第3話 温もり。発覚。

「返事聞かせてよ」


 これまで俺たちは自分の気持ちを隠して友達を続けていた。けどこの一件でそうもいかなくなった。だから、新たな関係を築かないといけない。有耶無耶ではなく。明確な。


 俺の中ではもう答えは決まっているが、このあたりだと生徒はほぼいなくとも人目がゼロではないのでちょっと危ない。見つかったらどうなるかも目に見えてる。


「ここで話すのもあれだし場所変えないか?」

「そうだね。じゃあ私の家でいいよね」


 俺の家はやばいくらい散らかってるしな。


===


 黒瀬の部屋。


 まず何を言うべきか。色々なことが頭の中で絡まって何も言えなくなるが、何とか整理して、伝える。


「まずは、ありがとう。俺と友達で居てくれて。黒瀬が居なかったら多分今めちゃくちゃ病んでると思う」

「うん」

「俺は黒瀬のことが感謝とか、憧れとかじゃなくてずっと好きでした。だからよろしく」


 呂律も回らず、勢いで誤魔化した感があるし、めちゃくちゃ女々しい告白だったと思う。


 けど、黒瀬は受け入れてくれたようだった。


「私、嫌な奴だよ?」

「いいよ。それでも。受け入れるって決めてんだ」

「ほんとに? 嫉妬もするし、嘘もつくし、行動も伴ってない」

「そんなもんだろ。嫌なことは言わなくていい」

「そう、か。ありがとう。


 瞬間、暖かい熱が、心地よい重みが、俺を包んだ。


 控えめな胸の感触と、いい匂いが伝う。


「今は顔見ないで。今、嬉しすぎてひどい顔になってる」

「受け入れるって言ったけどな?」


 そう言いつつも俺も全然平常心じゃない。


 遠くにいると思っていた女の子に好意を抱かれているという事実に今更、空へと舞う様な非現実感とそれ以上の幸福感があった。


「......バカ」

「バカってなんだよ」

「わからなくていいよ」


 そう言ってそっぽを向くのがかわいらしい。


 ただ、ずっとこうしていたいと思った。


 何時までそうしていただろうか。永遠にも、一瞬にも感じられる時間が過ぎていく。この温もりを忘れたくないと思った。覚えていたいと思った。


「ずっとありがとね。裕也。好きだよ」


 その一言だけで今まで生きてきた全部が報われた気がする。


「明日は何しようか」

「俺は何でもいいけど、強いて言うなら映画にでも行くか?」

「いや、一緒にギターの練習しない。誰かとやれば続くかもしれないしさ」

「んー確かに家にギターあるしやってみるか」


「今期のアニメって結構豊作なのか不作なのか分かんないよね」

「分かる。

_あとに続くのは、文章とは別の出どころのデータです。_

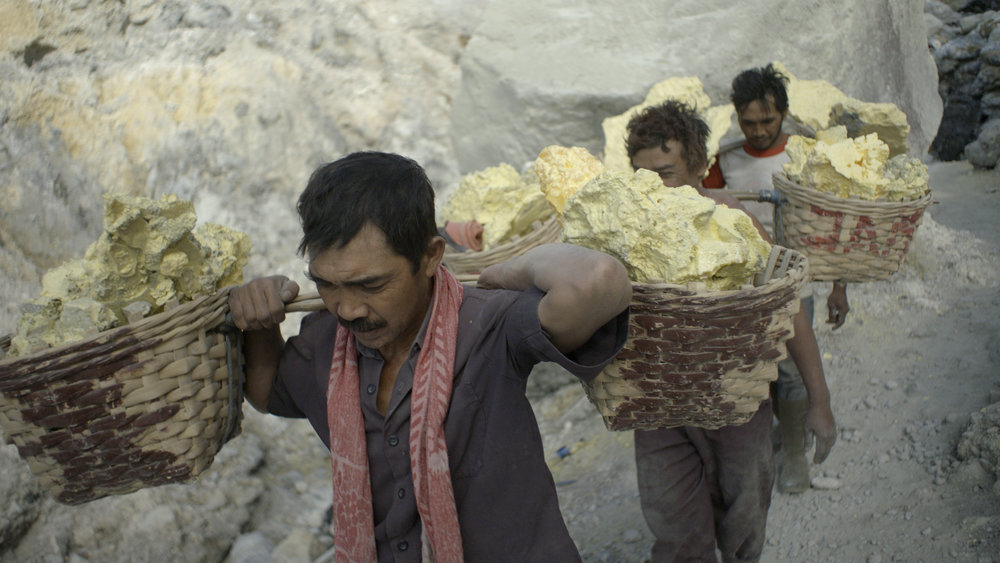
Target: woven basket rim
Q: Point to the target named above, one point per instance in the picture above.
(852, 204)
(542, 232)
(698, 289)
(99, 338)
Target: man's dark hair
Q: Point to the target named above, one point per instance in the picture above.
(669, 121)
(756, 83)
(387, 190)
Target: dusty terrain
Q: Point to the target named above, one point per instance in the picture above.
(918, 355)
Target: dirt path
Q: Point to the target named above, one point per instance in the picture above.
(918, 355)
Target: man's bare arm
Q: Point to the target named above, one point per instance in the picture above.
(819, 421)
(258, 308)
(584, 289)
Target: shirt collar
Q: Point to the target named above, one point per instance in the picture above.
(777, 149)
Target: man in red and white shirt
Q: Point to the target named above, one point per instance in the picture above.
(761, 102)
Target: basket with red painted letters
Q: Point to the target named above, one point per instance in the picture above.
(846, 239)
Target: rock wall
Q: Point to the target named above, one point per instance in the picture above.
(228, 103)
(964, 38)
(541, 72)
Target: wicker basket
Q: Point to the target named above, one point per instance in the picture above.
(474, 262)
(140, 405)
(697, 357)
(849, 240)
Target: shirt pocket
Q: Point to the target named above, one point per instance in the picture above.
(465, 432)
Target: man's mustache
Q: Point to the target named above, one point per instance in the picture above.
(360, 325)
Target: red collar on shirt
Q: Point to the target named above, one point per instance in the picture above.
(765, 153)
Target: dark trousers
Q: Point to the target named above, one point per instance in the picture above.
(701, 488)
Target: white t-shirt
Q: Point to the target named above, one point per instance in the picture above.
(745, 172)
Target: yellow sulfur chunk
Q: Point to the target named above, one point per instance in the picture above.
(673, 235)
(858, 167)
(147, 253)
(562, 171)
(862, 118)
(819, 105)
(500, 200)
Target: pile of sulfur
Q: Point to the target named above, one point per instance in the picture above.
(669, 235)
(858, 167)
(562, 171)
(505, 202)
(149, 254)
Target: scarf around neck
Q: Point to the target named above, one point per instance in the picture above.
(353, 519)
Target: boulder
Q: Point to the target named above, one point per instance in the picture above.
(541, 72)
(958, 127)
(984, 152)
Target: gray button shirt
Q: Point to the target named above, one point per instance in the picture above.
(504, 493)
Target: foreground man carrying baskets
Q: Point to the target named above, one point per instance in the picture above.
(419, 392)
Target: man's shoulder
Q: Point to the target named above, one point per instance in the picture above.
(477, 301)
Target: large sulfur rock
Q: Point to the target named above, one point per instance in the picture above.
(229, 104)
(542, 72)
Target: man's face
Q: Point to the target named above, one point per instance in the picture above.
(761, 123)
(669, 164)
(374, 291)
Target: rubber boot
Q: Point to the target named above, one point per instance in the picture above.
(793, 471)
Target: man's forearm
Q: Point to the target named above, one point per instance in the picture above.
(584, 289)
(805, 353)
(262, 352)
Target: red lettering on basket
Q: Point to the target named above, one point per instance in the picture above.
(864, 235)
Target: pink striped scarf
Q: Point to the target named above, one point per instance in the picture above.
(353, 521)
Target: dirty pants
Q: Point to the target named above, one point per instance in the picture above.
(700, 487)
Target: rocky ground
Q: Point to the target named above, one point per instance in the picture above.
(915, 466)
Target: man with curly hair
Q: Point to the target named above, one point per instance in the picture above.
(706, 489)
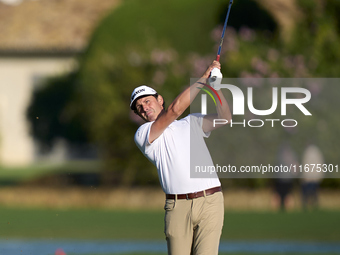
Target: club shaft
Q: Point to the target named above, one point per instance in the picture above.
(223, 32)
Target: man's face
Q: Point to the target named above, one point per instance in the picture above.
(149, 107)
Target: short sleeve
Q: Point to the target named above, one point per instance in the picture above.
(196, 120)
(142, 136)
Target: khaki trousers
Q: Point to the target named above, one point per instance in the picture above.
(194, 226)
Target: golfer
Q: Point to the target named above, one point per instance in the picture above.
(194, 207)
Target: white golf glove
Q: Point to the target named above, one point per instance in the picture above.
(215, 78)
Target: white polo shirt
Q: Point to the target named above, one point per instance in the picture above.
(170, 153)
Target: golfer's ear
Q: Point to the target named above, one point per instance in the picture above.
(160, 99)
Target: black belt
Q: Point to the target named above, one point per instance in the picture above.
(195, 194)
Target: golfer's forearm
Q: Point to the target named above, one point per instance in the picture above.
(223, 110)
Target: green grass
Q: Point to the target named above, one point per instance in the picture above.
(148, 225)
(12, 175)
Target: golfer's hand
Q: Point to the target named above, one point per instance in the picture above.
(214, 64)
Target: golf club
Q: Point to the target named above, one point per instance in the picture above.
(216, 75)
(223, 32)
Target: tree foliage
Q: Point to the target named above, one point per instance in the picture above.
(163, 44)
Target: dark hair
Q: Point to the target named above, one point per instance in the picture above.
(155, 96)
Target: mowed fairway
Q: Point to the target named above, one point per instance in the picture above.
(148, 225)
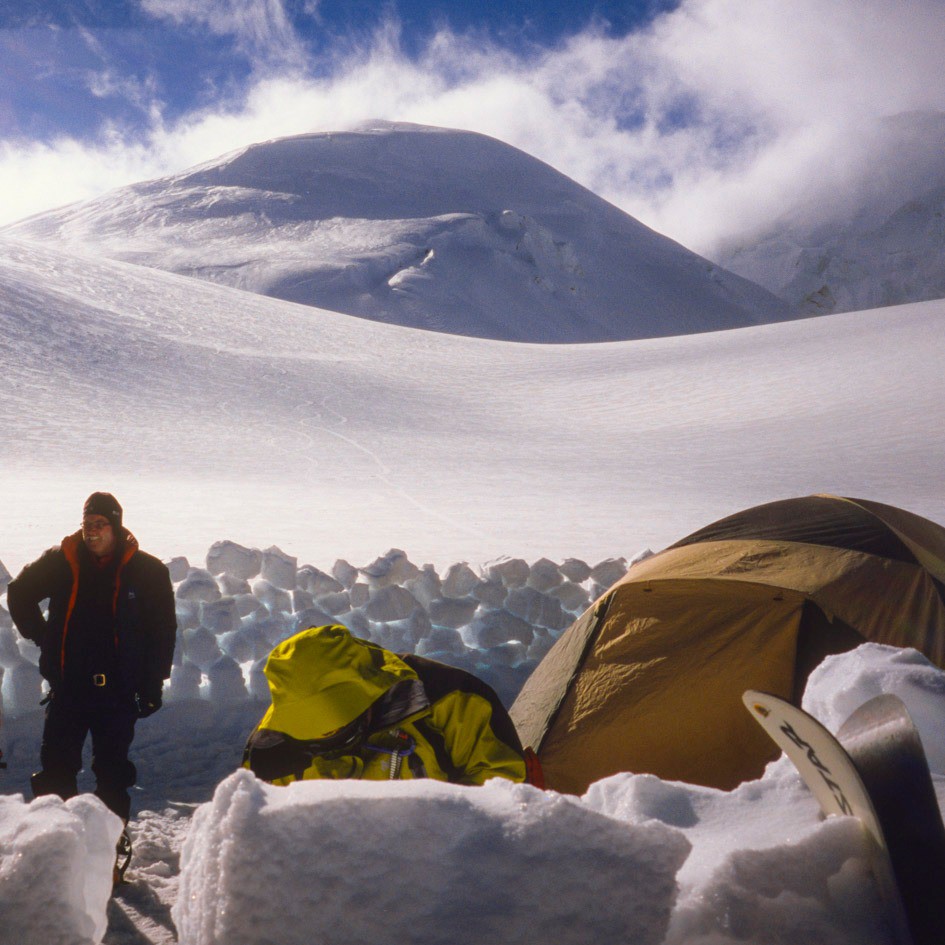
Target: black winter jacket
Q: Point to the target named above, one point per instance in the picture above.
(137, 640)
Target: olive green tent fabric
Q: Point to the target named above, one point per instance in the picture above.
(650, 678)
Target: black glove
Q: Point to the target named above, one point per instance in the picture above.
(148, 704)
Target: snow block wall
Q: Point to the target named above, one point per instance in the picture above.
(421, 862)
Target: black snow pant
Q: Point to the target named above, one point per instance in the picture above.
(70, 718)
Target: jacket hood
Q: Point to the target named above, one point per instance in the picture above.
(323, 678)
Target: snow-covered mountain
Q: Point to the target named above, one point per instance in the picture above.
(423, 227)
(249, 418)
(877, 239)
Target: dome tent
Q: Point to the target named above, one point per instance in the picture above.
(650, 677)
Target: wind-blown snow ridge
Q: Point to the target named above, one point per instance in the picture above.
(424, 227)
(881, 243)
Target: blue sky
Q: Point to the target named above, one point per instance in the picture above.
(700, 117)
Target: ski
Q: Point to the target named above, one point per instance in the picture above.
(122, 859)
(875, 770)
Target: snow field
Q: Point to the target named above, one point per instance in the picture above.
(55, 869)
(497, 621)
(634, 860)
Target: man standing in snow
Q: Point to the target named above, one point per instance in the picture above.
(106, 648)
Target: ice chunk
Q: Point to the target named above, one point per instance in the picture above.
(227, 557)
(178, 568)
(220, 616)
(276, 599)
(608, 572)
(576, 570)
(543, 575)
(9, 652)
(21, 687)
(490, 593)
(345, 574)
(226, 681)
(244, 645)
(426, 587)
(317, 582)
(536, 608)
(573, 597)
(338, 603)
(441, 643)
(481, 867)
(273, 628)
(495, 627)
(279, 569)
(313, 617)
(56, 862)
(460, 581)
(199, 585)
(512, 572)
(200, 647)
(185, 681)
(232, 586)
(453, 613)
(393, 568)
(390, 603)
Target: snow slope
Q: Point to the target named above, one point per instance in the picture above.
(214, 413)
(425, 227)
(876, 240)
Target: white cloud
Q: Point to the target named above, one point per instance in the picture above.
(712, 121)
(261, 28)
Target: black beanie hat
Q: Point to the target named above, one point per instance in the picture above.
(104, 503)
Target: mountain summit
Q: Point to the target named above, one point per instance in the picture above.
(424, 227)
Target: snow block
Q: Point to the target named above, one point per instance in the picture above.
(576, 570)
(317, 582)
(512, 572)
(460, 581)
(276, 599)
(232, 586)
(344, 573)
(390, 603)
(536, 608)
(227, 557)
(453, 613)
(200, 647)
(339, 602)
(608, 572)
(178, 568)
(544, 575)
(279, 569)
(495, 627)
(393, 568)
(226, 681)
(426, 587)
(199, 586)
(185, 681)
(459, 864)
(21, 688)
(56, 863)
(220, 616)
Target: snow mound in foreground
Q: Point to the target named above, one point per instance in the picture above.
(56, 864)
(425, 862)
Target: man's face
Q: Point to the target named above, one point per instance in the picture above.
(98, 535)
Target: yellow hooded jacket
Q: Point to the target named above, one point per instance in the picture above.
(346, 708)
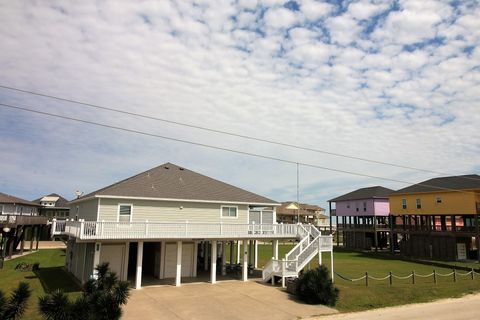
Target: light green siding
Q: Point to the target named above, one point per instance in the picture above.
(86, 210)
(170, 211)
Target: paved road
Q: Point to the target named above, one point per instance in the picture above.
(232, 300)
(466, 308)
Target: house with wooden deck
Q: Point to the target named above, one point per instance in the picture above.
(362, 218)
(438, 218)
(172, 223)
(18, 218)
(291, 212)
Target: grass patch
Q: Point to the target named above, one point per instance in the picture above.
(355, 296)
(48, 278)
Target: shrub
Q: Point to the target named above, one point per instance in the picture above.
(316, 287)
(102, 298)
(14, 307)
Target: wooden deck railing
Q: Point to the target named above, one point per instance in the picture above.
(14, 220)
(92, 230)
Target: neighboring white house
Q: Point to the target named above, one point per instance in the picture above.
(168, 222)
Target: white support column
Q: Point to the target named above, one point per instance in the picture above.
(138, 276)
(213, 266)
(238, 251)
(124, 277)
(224, 263)
(205, 256)
(162, 260)
(275, 248)
(245, 260)
(178, 277)
(255, 256)
(319, 252)
(331, 265)
(195, 257)
(96, 257)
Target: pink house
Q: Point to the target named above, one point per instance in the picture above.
(362, 218)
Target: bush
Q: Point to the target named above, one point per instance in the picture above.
(316, 287)
(23, 266)
(102, 299)
(14, 307)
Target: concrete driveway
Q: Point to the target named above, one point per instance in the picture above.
(224, 300)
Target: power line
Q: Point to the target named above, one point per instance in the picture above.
(222, 148)
(227, 132)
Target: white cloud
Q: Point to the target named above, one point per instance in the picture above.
(277, 77)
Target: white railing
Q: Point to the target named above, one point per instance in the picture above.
(91, 230)
(311, 244)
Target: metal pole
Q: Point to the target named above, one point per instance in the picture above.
(298, 197)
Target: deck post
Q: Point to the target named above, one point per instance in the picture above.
(213, 266)
(96, 257)
(224, 263)
(138, 276)
(178, 276)
(331, 263)
(238, 251)
(195, 257)
(205, 255)
(255, 256)
(32, 231)
(320, 251)
(38, 237)
(245, 260)
(22, 244)
(275, 248)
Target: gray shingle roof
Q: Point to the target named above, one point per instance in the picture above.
(169, 181)
(6, 198)
(465, 182)
(61, 202)
(365, 193)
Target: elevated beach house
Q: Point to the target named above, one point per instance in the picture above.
(438, 218)
(170, 222)
(18, 219)
(362, 217)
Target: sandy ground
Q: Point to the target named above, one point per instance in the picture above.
(466, 308)
(232, 300)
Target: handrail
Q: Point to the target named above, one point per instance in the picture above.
(86, 230)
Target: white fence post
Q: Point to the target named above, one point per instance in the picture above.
(82, 227)
(54, 227)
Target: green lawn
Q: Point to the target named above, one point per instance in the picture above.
(355, 296)
(49, 277)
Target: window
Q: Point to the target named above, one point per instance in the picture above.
(229, 212)
(124, 212)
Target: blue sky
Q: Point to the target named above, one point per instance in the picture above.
(396, 81)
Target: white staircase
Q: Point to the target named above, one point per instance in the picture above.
(311, 243)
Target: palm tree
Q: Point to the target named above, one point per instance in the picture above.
(102, 298)
(14, 307)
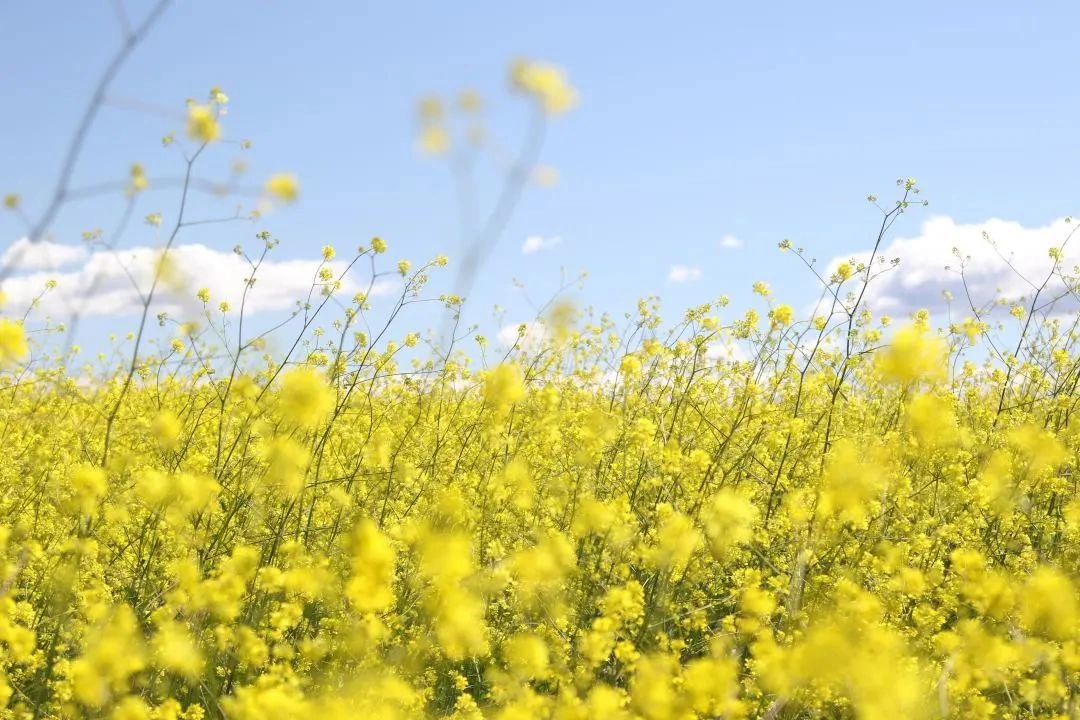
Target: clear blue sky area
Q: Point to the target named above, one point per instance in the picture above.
(697, 120)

というか、前期が豊作すぎた節があるけど」

「あーまぁ鬼輝滅滅は面白いからいいか」

「あれ見てる人初めて見た......」


 そうやって友達の時よりもずっと近い距離で他愛もない話をして、さよならをした。



===


 翌朝の学校。


 特有の匂いがする靴箱から上履きを取ろうとすると、いかにもと言った感じの呪詛が書かれた紙が無造作に置かれていた。


『不釣り合いなんだよ黒瀬さんに近づくな』

『消えろ』


 見るに堪えない、嫉妬から来るだろう暴言の数々がそこにはあった。


 まぁ......バレたってことか。昨日会う時にでも誰かに見られたか。若しくは......いや、辞めておこう。彼女の友達は信用すべきだと思うし、それも含めての誠意だから。


 悪口を言われること自体はもう構わない。不釣り合いな事も重々承知だ。だけど、俺と付き合うことで黒瀬が傷つくのは嫌だった。


 教室には入っても奇異の目やあからさまな嫉妬を向けられる。


「黒瀬さん、坂のやつと付き合ってるのか?」

「いやぁないない。侮辱がすぎるだろ」


 お前がな。


 黒瀬もずっと男子達からの粘着を受けているようで、それが耐え難い。


===


 その日は黒瀬とも放課後に会わなかったし会えなかった。幸い、明日は休日だ。


 隠していたツケが回ったのだろうけどそれを提案したのが俺である以上。ケジメはつけないと。


 そう考えていると黒瀬からLINEが来た。


『私のせいで本当にごめんなさい。でももう一度向き合わせて欲しいです』

『あの時、敬語は辞めろって言ったのそっちだろ。明日また会おう』


 それだけ打って早めに寝た。色々疲れた......


===


 翌日。朝起きると直ぐにベルが鳴る。


「おはよう。裕也。今日は全部言っていいよ。私はちゃんと向き合うからさ」


 昨日と打って変わって、黒瀬は妖艶な笑みを浮かべ、玄関先に立っていた。